The U.S. Department of State’s Gilman International Scholarship Program is proud to announce that five Gilman Alumni have been selected as Thomas R. Pickering Graduate Fellows and seven Gilman Alumni have been selected as Charles B. Rangel Graduate Fellows.
- Autumn Herndon – Manhattan College, Panama, 2019
- Jin Kim – University of Rochester, China, 2018
- Elizabeth Pantaleon – University of Florida, Jordan, 2016
- Steve Vest – West Virginia University, France, 2017
- Donald Williams Dr. – Mercer University, Spain, 2018
- Martha Amaya, France, 2018
- Shamarcus Doty, Jamaica, 2019
- Carolina Echeverri, Portugal, 2014
- Mary Frances Odukwe, Spain, 2019
- Elizabeth Pena, Jordan, 2018
- Rachel Tang, Thailand, 2017
- Rui Qi Angela Zheng, Morocco, 2019
The U.S. Department of State’s Pickering Fellowship offers a unique opportunity to promote positive change in the world. Fellows have the opportunity to work as Foreign Service Officers under applicable law and State Department policy, serving in Washington, D.C. and at a U.S. embassy, consulate, or diplomatic mission around the globe. Fellows also agree to a minimum five-year service commitment in the Department of State’s Foreign Service. The five-year service commitment begins upon entry into the Foreign Service.
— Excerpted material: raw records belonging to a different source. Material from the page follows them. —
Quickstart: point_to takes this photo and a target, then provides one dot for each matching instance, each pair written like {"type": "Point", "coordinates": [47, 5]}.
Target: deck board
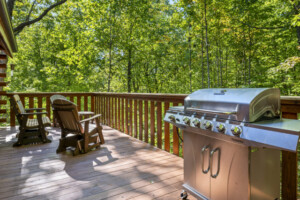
{"type": "Point", "coordinates": [124, 168]}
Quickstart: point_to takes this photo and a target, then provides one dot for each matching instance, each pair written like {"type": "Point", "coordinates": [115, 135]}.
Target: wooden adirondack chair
{"type": "Point", "coordinates": [80, 113]}
{"type": "Point", "coordinates": [82, 140]}
{"type": "Point", "coordinates": [31, 130]}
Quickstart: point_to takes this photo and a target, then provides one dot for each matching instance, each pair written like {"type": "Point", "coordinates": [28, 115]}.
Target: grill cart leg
{"type": "Point", "coordinates": [183, 195]}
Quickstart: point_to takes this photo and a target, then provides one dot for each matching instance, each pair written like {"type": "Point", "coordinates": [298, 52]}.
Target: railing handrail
{"type": "Point", "coordinates": [141, 116]}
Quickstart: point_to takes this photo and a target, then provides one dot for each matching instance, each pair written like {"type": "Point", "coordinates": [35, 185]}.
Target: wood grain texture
{"type": "Point", "coordinates": [141, 120]}
{"type": "Point", "coordinates": [31, 105]}
{"type": "Point", "coordinates": [146, 122]}
{"type": "Point", "coordinates": [135, 119]}
{"type": "Point", "coordinates": [122, 115]}
{"type": "Point", "coordinates": [119, 114]}
{"type": "Point", "coordinates": [130, 117]}
{"type": "Point", "coordinates": [126, 117]}
{"type": "Point", "coordinates": [79, 103]}
{"type": "Point", "coordinates": [152, 123]}
{"type": "Point", "coordinates": [159, 125]}
{"type": "Point", "coordinates": [167, 129]}
{"type": "Point", "coordinates": [123, 167]}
The Rangel Graduate Fellowship is a program that aims to attract and prepare outstanding young people for careers in the Foreign Service of the U.S. Department of State in which they can help formulate, represent and implement U.S. foreign policy. The Rangel Program selects outstanding Rangel Fellows annually in a highly competitive nationwide process and supports them through two years of graduate study, internships, mentoring, and professional development activities.
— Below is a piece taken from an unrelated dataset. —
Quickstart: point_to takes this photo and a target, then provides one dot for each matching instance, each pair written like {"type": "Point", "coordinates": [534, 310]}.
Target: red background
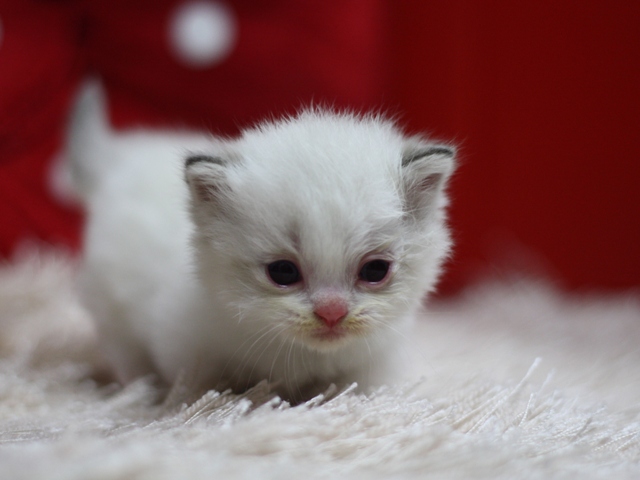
{"type": "Point", "coordinates": [544, 99]}
{"type": "Point", "coordinates": [541, 96]}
Many Gilman Scholars point to their experience with the Gilman Scholarship as a pivotal point in their lives, significantly impacting their academic and career goals. Gilman Alumnus and Pickering Fellow Jin Kim shared, “The Gilman Scholarship not only allowed me to study abroad in Shanghai, China but also allowed me into a community of global-minded Americans. This experience expanded my worldview and prepared me for the international expertise needed for the Pickering Fellowship!”
Gilman Alumna and Rangel Fellow Rachel Tang told us, “What being a Gilman Scholar meant to me was taking on the role of a citizen diplomat: I sought ways to engage in my community abroad while also representing the diversity of America. By attending panel discussions and volunteering at a local non-profit, I knew I was passionate about connecting with people of different backgrounds and learning about issues most pertinent to their country. After completing my semester abroad, I extended my stay into the summer to intern at the U.S. Consulate in Bangkok. My experiences at this internship solidified my decision to become a diplomat and, as a result, I pursued the Rangel Fellowship.”
Gilman Alumnus and Pickering Fellow Donald Williams Jr. have a similar view, “While studying abroad in Spain as a Gilman Scholar, I uncovered my passion for researching the ties between business and culture. That passion coupled with my experience abroad changed my vision for the future. I realized that I want to work in a dynamic environment that is focused on promoting cross-cultural relatability to promote prosperity and security. Because of that realization, the Foreign Service became my career goal.
Pickering Fellows participate in two internships. The first, an internship working at the U.S. Department of State headquarters in Washington, D.C., occurs in the summer between the first and second years of graduate study. The second internship is an overseas placement in a U.S. Embassy or Consulate that takes place during the summer after fellows’ graduation. The Pickering Program provides additional support for summer travel, housing, and other related expenses.
Rangel Fellows also participate in two internships. The first, an internship working on international issues for Members of Congress in Washington, D.C., occurs in the summer after being selected and before the first year of graduate study. The second is an overseas internship in a U. S. Embassy or Consulate that takes place during the summer between the first and second years of graduate study. The Rangel Program provides support of up to $10,000 per summer.
Fellows who complete the Pickering Program or Rangel Program and Foreign Service entry requirements will receive appointments in the State Department Foreign Service under applicable law and State Department policy.
“I am excited to travel to new countries and work with people who are just as enthusiastic as I am to promote peace and sustainability in our world through the Foreign Service,” shared Gilman Alumna and Pickering Fellow Autumn Herndon.
“One thing that I most look forward to while being in the Foreign Service is getting to know my colleagues. I look forward to learning about their pathways toward this amazing career and hearing about their goals while in it,” said Gilman Alumnus and Pickering Fellow Donald Williams Jr.
“I look forward to being able to pursue public service, in such an interesting and dynamic setting! I look to pursue Public Diplomacy, in increasing intercultural exchange between different nations. In this way, I look to build opportunities for others, just like the Gilman and other scholarships have for me,” explained Gilman Alumnus and Pickering Fellow Jin Kim.
“I firmly believe that public service is the highest honor to engage in. As a Foreign Service Officer, I want to promote peace and democracy, and I want to serve as a mentor to others. I would also like to advocate for women’s empowerment and LGBT rights across the globe,” said Gilman Alumna and Rangel Fellow Martha Amaya
“I am excited to be serving my country in a way that allows me to never stop learning about new cultures and languages. I look forward to connecting with diverse individuals and immersing myself in communities overseas-just as I did during my time as a Gilman Scholar,” said Gilman Alumna and Rangel Fellow Rachel Tang.